Passagem de volta
Os jornais brasileiros reagiram com cautela à deportação indiscriminada de brasileiros por autoridades espanholas.
Apesar de o embaixador espanhol no Brasil, Ricardo Peidró, ter se queixado que o problema diplomático estaria sendo superdimensionado pela imprensa, o fato é que as reações da mídia nacional têm sido até comedidas.
Dos principais jornais brasileiros, apenas O Globo afirma, em manchete, que ‘Expulsão de brasileiros abre crise com Espanha’.
Não consta, por exemplo, qualquer cogitação de medidas recíprocas que venham a incomodar o fluxo de capitais entre a Espanha e o Brasil.
O tom da crise foi dado pelo ministro das Relações Exteriores, Celso Amorim, ao considerar que os espanhóis não podem ‘comer o bolo todo, o tempo inteiro’.
Ele estava se referindo ao fato de que a Espanha é o segundo maior investidor no Brasil, com cerca de 1 bilhão e 600 milhões de dólares aplicados até agosto de 2007, observando que o tratamento dado aos brasileiros é incompatível com as relações de negócios entre os dois países.

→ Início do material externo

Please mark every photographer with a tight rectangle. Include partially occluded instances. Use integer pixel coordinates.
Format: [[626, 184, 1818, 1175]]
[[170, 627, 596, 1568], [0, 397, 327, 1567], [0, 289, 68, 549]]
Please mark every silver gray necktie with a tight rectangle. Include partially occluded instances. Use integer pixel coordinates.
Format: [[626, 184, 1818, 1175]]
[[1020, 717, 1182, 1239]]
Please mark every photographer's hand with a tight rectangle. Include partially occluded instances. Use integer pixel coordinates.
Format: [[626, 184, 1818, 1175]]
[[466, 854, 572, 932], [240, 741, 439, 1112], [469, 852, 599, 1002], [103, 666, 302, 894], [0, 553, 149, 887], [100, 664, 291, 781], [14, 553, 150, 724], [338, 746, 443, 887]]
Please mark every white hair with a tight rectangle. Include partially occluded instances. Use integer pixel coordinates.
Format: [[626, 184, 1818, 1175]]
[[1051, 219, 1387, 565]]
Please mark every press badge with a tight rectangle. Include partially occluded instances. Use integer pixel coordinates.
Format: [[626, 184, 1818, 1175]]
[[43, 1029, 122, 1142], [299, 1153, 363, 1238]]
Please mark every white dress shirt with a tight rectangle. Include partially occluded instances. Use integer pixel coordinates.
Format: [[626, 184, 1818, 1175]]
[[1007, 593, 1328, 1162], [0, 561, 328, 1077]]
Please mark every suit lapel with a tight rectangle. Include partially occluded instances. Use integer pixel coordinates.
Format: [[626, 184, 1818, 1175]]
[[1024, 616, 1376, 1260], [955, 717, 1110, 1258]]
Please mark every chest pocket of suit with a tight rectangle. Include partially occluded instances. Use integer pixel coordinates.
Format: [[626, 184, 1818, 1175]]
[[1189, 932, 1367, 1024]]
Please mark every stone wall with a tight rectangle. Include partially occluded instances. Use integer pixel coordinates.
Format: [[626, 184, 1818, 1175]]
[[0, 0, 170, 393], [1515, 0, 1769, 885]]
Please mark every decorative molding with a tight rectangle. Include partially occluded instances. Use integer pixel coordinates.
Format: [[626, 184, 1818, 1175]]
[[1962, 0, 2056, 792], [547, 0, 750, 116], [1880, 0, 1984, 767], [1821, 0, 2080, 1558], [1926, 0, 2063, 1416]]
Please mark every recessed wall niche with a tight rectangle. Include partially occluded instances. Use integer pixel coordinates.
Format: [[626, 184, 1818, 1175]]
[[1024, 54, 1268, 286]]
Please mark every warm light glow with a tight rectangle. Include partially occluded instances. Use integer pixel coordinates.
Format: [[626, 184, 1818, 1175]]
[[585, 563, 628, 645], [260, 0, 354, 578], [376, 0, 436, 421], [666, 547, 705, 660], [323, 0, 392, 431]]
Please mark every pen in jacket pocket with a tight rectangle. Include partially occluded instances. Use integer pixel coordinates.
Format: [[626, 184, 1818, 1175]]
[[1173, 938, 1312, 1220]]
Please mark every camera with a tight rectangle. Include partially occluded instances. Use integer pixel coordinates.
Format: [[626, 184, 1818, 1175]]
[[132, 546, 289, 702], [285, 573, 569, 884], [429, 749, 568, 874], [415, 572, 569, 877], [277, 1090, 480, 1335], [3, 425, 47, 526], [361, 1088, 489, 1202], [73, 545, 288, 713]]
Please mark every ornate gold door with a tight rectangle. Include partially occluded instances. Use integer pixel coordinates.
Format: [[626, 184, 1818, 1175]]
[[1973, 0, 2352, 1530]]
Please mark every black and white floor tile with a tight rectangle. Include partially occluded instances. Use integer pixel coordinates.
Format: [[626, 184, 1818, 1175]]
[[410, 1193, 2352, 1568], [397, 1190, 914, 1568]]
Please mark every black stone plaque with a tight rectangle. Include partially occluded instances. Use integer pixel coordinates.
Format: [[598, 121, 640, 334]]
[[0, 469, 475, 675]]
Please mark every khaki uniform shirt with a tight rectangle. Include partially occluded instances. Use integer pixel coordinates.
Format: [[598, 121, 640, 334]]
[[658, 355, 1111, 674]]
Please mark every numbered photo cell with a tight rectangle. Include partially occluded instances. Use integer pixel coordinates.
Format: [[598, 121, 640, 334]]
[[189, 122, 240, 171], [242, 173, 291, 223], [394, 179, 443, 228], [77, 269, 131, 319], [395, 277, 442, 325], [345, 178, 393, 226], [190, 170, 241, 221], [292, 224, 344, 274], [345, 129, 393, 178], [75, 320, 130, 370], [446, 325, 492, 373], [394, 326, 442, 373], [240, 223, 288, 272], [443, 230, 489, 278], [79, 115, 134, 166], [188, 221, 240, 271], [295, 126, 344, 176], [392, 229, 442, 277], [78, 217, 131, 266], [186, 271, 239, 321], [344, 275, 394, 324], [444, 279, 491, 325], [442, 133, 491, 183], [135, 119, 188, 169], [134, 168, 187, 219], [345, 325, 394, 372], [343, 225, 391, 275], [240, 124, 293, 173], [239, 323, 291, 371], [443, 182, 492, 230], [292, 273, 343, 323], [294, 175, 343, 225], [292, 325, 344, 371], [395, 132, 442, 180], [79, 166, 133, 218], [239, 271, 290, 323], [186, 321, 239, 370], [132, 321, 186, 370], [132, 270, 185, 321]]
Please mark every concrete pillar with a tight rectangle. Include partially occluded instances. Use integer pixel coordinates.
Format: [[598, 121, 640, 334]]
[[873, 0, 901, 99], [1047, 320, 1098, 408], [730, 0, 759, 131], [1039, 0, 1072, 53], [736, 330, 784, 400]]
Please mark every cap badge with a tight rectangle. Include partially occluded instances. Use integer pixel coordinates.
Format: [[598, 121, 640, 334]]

O ministro adiantou que qualquer mudança de atitude do Brasil com relação ao tratamento de viajantes internacionais vai se aplicar a toda a União Européia, e não apenas à Espanha.
Os espanhóis são os novos-ricos da Europa, têm eleições gerais neste domingo, e a questão da imigração tem freqüentado os debates eleitorais.
Ainda nesta semana, a imprensa internacional refletiu preocupações de autoridades européias com o aumento do racismo e da xenofobia na Espanha.
Empresas espanholas têm sido acusadas de comportamento arrogante na América Latina, o que já motivou preocupações na embaixada espanhola em Brasília.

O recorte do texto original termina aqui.